In May, the Taliban briefly disrupted a national peace conference in Kabul with rocket-propelled grenades that landed about 100 yards (meters) from the site of the gathering, and insurgents also waged a gunbattle with police outside the meeting. Three civilians, but no conference delegates, were wounded.
The NATO-led international force is being bolstered by 30,000 more American troops this year, and allied forces say they have captured or killed dozens of Taliban leaders in recent months. However, their tactics have not been able to reduce insurgent attacks, which have intensified this year across the country.
An intercepted memo from Afghan Taliban supreme leader Mullah Mohammad Omar indicates the Islamist militants are gearing up for a long fight.
Omar, who is believed to be hiding in Pakistan, urges his followers to obtain more heavy weapons and to assassinate or kidnap any Afghans — especially women — working with President Hamid Karzai's government, NATO said Sunday.
The Taliban also staged a brazen jailbreak Sunday in the western province of Farah, where a smuggled bomb exploded at a prison, allowing 11 inmates — including suspected insurgents — to escape from the facility that held about 350, officials said.
A guard died in that blast and one inmate was shot and killed while fleeing, said provincial police chief Gen. Mohammad Faqir Askir.
In the key southern city of Kandahar, where international forces are preparing a push to wrest control of Taliban-dominated areas, two police officers and a civilian died Sunday morning when a roadside bomb exploded near a hospital, local police chief Sadar Mohammad Zazai said.
Also Sunday, a car bomb exploded near the largest U.S. base in Afghanistan, but killed only the suicide attacker, who was unable to get near either Bagram Air Field or a convoy carrying an international reconstruction team, said Gen. Abdul Rahman Sayedkhail, police chief of Parwan province.
A Taliban spokesman for the area, Zabiullah Majahid, claimed the Parwan bomb killed 12 Americans. The insurgents often exaggerate death tolls of their enemies for propaganda purposes.
In the south on Saturday, four Afghan policemen died when insurgents attacked a checkpoint in Gereshk district of Helmand province, the Afghan Ministry of Interior said Sunday.
The Ministry of Defense also said one Afghan soldier died and another was wounded in Sabari district of Khost province Saturday after their vehicle hit a roadside bomb.
An American service member was killed Sunday by a roadside bomb in southern Afghanistan, a NATO statement said.

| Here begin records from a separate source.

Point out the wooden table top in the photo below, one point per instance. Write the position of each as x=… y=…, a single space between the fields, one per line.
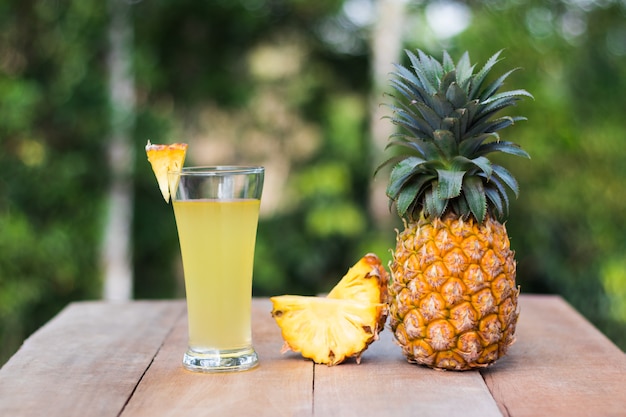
x=101 y=359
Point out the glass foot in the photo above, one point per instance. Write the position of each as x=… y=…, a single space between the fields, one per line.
x=220 y=360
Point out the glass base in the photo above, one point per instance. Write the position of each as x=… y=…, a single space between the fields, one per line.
x=220 y=360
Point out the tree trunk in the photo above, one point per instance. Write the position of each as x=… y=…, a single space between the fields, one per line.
x=116 y=253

So far in July, 55 international troops have died in Afghanistan, 40 of them American. Last month was the deadliest of the war for the multinational forces, with 103 killed.
U.S. Vice President Joseph Biden argued Sunday that the rising U.S. death toll does not mean that the new counterinsurgency strategy for the war is failing.
Speaking on ABC's "This Week," Biden said most military strategists expected the summer months to be especially deadly because coalition forces are more frequently engaging the insurgents. He said the "surge" in troops should be given time to work.
"All of this is just beginning. And we knew it was going to be a tough slog," Biden said. "But I think it's much too premature to make a judgment until the military said we should look at it, which is in December."